Specifically on the UNCRC’s latest report, the Minister underlined at Second Reading that the Government fully recognised the importance of the committee’s work and were looking closely at the report. The report has again warned, as we heard, of the growing and disproportionate impact of austerity and spending cuts on disadvantaged children. It would be helpful if the Minister explained further his thinking on the report and what are the Government’s plans for responding to it.

We recognise the importance of upholding the rights of children in care and care leavers and on ensuring their well-being. Establishing at the end of Clause 3 a duty for the Secretary of State to promote the rights of children and young people covered by the Bill in accordance with the convention and other relevant legislation reinforces the commitment to provide the services that care leavers need. It also defines well-being, which we asked for, and to include physical, mental health and emotional well-being; the skills needed to contribute to society; and the importance of social and economic well-being, for which we have all recognised the need.

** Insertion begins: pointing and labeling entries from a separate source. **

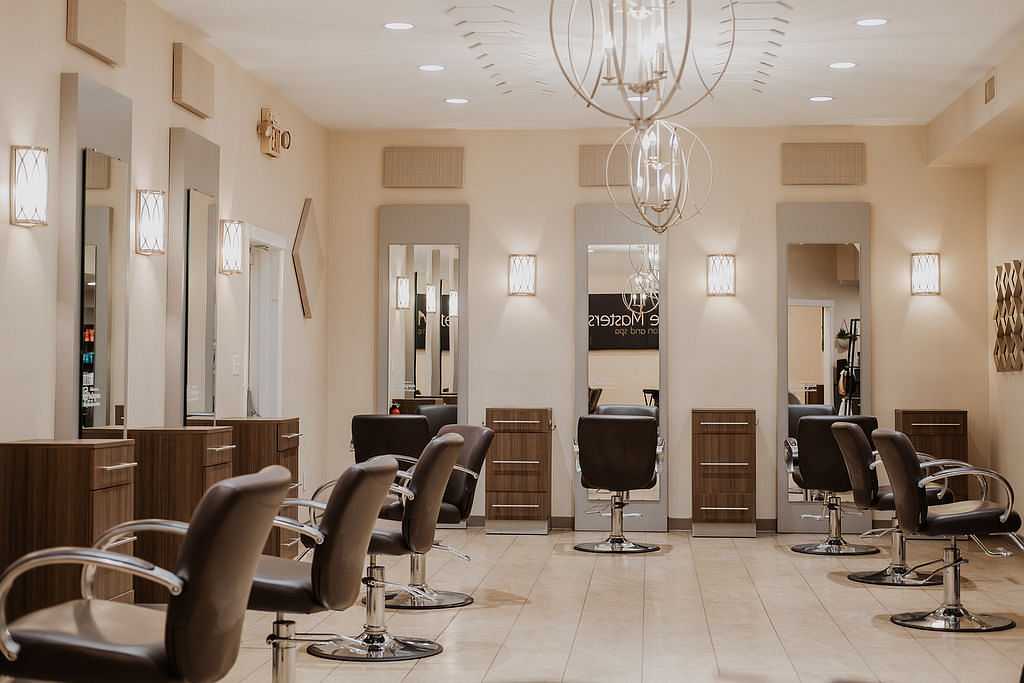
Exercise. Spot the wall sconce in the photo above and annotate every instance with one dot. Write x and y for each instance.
(522, 274)
(926, 274)
(29, 185)
(150, 221)
(230, 247)
(722, 274)
(431, 298)
(402, 301)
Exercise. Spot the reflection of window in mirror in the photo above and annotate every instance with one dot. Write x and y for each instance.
(623, 321)
(824, 326)
(105, 245)
(201, 298)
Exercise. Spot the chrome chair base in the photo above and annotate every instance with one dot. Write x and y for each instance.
(834, 547)
(952, 620)
(897, 577)
(616, 546)
(375, 647)
(433, 600)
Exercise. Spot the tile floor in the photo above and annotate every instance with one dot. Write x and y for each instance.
(702, 609)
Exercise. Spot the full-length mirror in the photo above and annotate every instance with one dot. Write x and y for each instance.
(105, 249)
(424, 305)
(824, 351)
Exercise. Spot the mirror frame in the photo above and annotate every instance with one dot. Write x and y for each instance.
(603, 224)
(95, 117)
(817, 223)
(195, 164)
(422, 224)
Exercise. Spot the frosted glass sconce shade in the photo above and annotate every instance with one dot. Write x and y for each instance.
(431, 298)
(522, 274)
(151, 222)
(926, 273)
(29, 185)
(401, 293)
(722, 274)
(230, 247)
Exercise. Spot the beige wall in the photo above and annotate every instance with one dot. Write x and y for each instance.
(522, 187)
(261, 191)
(1006, 242)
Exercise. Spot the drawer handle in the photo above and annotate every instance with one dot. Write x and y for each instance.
(118, 468)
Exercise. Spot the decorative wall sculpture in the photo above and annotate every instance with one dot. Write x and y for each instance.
(1009, 351)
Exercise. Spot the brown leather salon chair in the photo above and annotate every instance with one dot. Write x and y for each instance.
(196, 640)
(861, 464)
(422, 501)
(971, 519)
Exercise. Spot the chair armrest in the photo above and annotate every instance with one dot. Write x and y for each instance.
(84, 556)
(980, 472)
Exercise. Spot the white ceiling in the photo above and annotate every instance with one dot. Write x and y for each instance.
(335, 59)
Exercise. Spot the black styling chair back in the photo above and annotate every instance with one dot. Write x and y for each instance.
(389, 435)
(438, 416)
(347, 524)
(821, 466)
(462, 487)
(617, 453)
(218, 559)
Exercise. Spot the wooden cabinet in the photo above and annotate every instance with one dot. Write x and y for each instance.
(62, 494)
(940, 434)
(724, 472)
(518, 473)
(265, 441)
(176, 466)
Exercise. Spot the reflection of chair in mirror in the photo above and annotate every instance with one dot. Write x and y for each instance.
(967, 518)
(619, 454)
(438, 416)
(196, 639)
(816, 464)
(867, 495)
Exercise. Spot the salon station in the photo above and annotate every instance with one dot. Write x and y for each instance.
(627, 341)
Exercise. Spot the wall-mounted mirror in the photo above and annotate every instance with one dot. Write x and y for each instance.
(621, 334)
(103, 311)
(424, 307)
(824, 350)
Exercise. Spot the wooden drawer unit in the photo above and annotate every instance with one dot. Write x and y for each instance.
(176, 466)
(518, 471)
(64, 494)
(940, 434)
(724, 475)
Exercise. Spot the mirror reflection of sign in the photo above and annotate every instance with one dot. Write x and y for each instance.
(612, 326)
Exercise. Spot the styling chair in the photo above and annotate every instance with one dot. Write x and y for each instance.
(861, 464)
(456, 507)
(422, 502)
(197, 639)
(620, 454)
(438, 416)
(816, 465)
(970, 519)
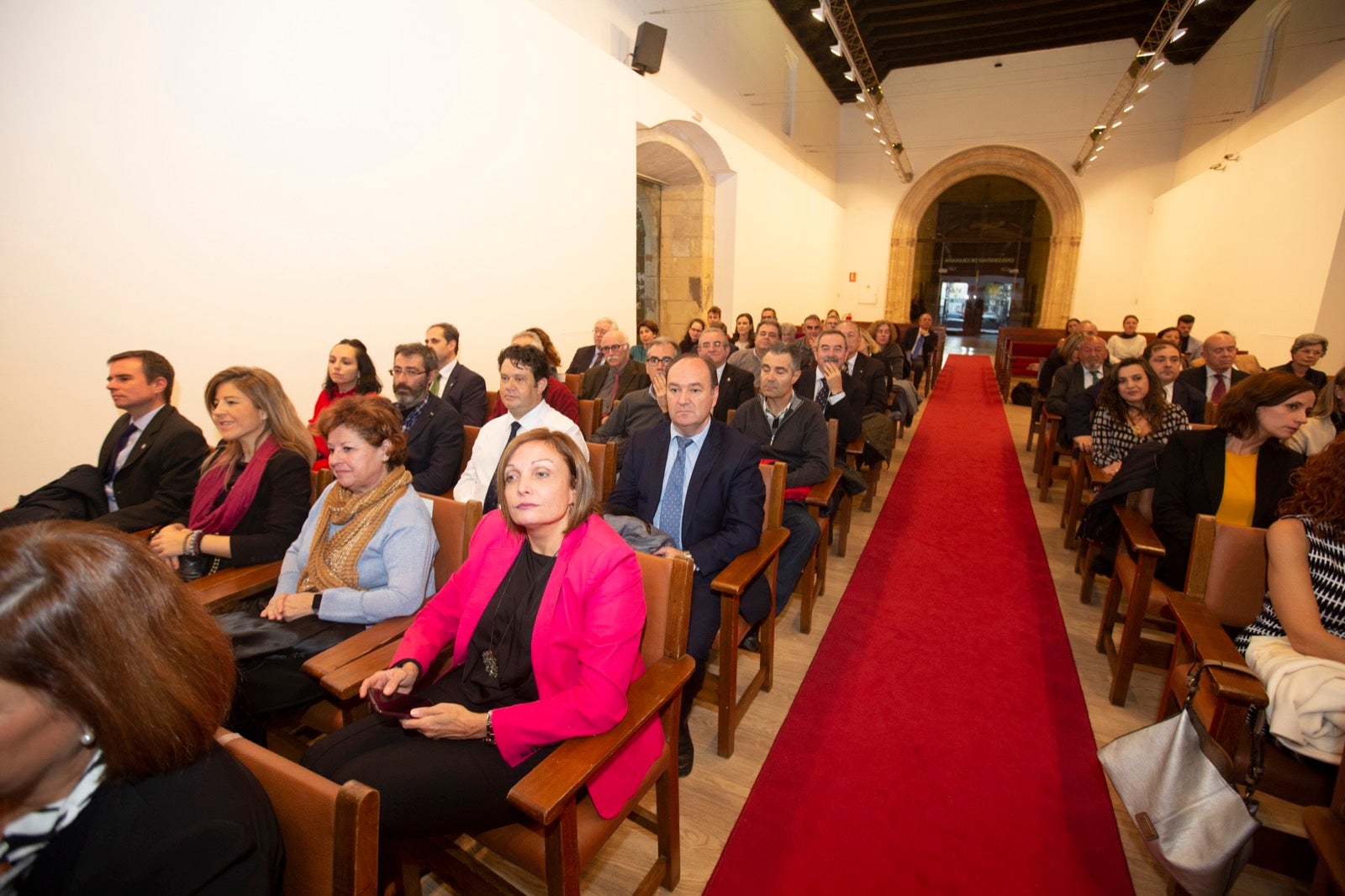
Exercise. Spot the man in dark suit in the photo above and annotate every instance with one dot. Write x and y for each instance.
(434, 428)
(735, 383)
(840, 396)
(591, 356)
(705, 492)
(454, 382)
(1217, 376)
(616, 377)
(148, 465)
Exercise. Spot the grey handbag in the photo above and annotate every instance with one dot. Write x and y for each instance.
(1174, 779)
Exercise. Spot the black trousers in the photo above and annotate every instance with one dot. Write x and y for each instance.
(427, 788)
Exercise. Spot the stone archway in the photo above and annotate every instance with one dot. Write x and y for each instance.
(1039, 172)
(685, 161)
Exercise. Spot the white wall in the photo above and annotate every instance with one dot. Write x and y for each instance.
(251, 183)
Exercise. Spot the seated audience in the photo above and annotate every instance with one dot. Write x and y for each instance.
(1239, 472)
(464, 389)
(350, 372)
(1304, 356)
(365, 553)
(1306, 562)
(1327, 420)
(112, 687)
(1127, 343)
(1217, 374)
(253, 492)
(522, 389)
(1131, 409)
(641, 409)
(432, 427)
(148, 463)
(693, 336)
(616, 377)
(546, 560)
(591, 356)
(645, 334)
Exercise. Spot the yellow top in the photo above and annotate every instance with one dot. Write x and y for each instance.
(1239, 502)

The provisions in Amendment 135 would be particularly important if Clauses 15 to 19 remain in the Bill. The Minister knows that there are deep concerns at the wide-ranging scope of these clauses, which we will debate on later amendments. This amendment would place a duty on public bodies and any person providing children’s services of a public nature to have due regard to the UN convention, particularly in functions relating to safeguarding or promoting the welfare of children—it is vital for this protection to be included if the scope of Clause 15 is as wide-ranging as is currently feared—and for regular reports to be published on how the requirement is being met.

Importantly, the amendment refers to this report as needing to be in a format “accessible to children”. In this context, I commend the valuable programme of work currently being undertaken by Coram Voice to find out from young people in care themselves what well-being being actually means to them. Its survey of children in care, Your Life, Your Care, began last year and aims at measuring the quality of their care experience and their own sense of well-being under what it calls the four Rs—relationships, recovery, resilience-building and rights, which very much resonate with the issues and approaches that have come up under the Bill. It can be used to help local authorities demonstrate how they are meeting Ofsted requirements, for example: what they are doing well and what they could improve.

Amendment 76, tabled by the noble Baroness, Lady Bakewell, and supporting the Joseph Rowntree Foundation call for the Secretary of State to have power to introduce a social justice premium grant to local authorities for services or grants for care leavers, reflects the need to find responses to the huge funding pressures faced by local authorities and the impact of the scale of the cuts in recent years. The overall aim of improving care leavers’ life chances and closing the gap between them and children who have not been in care is certainly one we all fully support. The Joseph Rowntree Foundation underlined that this policy is in the early stages of development ahead of the application of its anti-poverty strategy later this year and we look forward to seeing further work on this. The aim of basing the grant and calculations of harm over the care leaver’s lifetime is also laudable but a very challenging proposition.

Overall, it is worth emphasising that further premiums or special funding at the Secretary of State’s discretion, however welcome in the current context, are not the answer to medium or long-term funding problems. Local authorities must be adequately resourced to undertake the work and responsibilities placed on them, and Labour is strongly committed to achieving that. If we listen to care leavers themselves to help shape their services to them, as we all advocate, we know that worrying about money, fear of not being able to pay the bills and getting into debt that can never be paid off is at the heart of a lot of the problems they face.